Liz Harris, who proudly wears a Trump 2020 T-shirt, publicly defends the thesis of a rigged presidential election, conveyed by the documentary 2,000 Slippers which finds a growing echo within conspiracy networks. The movie, she says, “shows very clearly that here in Arizona, there have been thousands of ballots cast at the ballot box in 2020 by the same people over and over again. Yes, elections are rigged in the United States. But they can no longer do that. The American people won’t accept it. Now people are watching. People are watching.”

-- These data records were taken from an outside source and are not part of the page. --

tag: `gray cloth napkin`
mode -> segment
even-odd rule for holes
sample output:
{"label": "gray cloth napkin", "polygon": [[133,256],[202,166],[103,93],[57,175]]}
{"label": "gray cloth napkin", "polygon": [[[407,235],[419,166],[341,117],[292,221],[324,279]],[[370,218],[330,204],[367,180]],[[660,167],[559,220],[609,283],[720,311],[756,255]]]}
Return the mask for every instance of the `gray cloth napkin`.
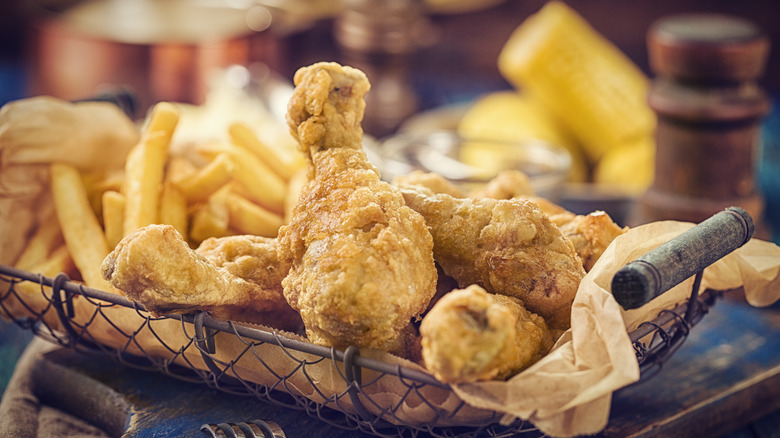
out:
{"label": "gray cloth napkin", "polygon": [[2,437],[108,437],[94,425],[47,406],[35,395],[32,369],[41,355],[59,348],[34,338],[25,349],[0,401]]}

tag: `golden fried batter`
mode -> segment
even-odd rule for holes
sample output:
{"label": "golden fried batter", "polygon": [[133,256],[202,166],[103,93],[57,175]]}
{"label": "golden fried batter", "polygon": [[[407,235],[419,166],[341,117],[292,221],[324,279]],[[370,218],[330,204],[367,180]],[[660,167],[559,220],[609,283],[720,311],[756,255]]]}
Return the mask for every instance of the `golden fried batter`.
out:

Faced with these words of suspicion, the Phoenix Elections Department barricades itself. Its premises are surrounded by fences, topped with barbed wire. Inside, the counting began.

The counting is underway at the Maricopa County Elections Department in Phoenix.  (BENJAMIN ILLY / RADIO FRANCE)

Hundreds of people, bipartisan teams, are there to ensure a fair vote, insists Matt Roberts, spokesman for the Maricopa County Department of Elections. He confirms the threats, pressures on election workers: “I think it has increased over the last few years. Are we afraid of that? No. Are we taking measures to ensure the safety of our election workers? Of course. We work closely with the security forces. We do not accept any intimidation of voters. But we will not have police in our polling stations.” Matt Roberts, however, specifies that the sheriff is alerted and that his teams “will be fully equipped and able to respond to any crisis should it arise”.

Elections under tension therefore and extremely tight, according to the latest polls. If the Republican candidates won in Arizona, the road would become clearer for Donald Trump, who is already flirting with the idea of ​​getting back in the saddle for the 2024 presidential election.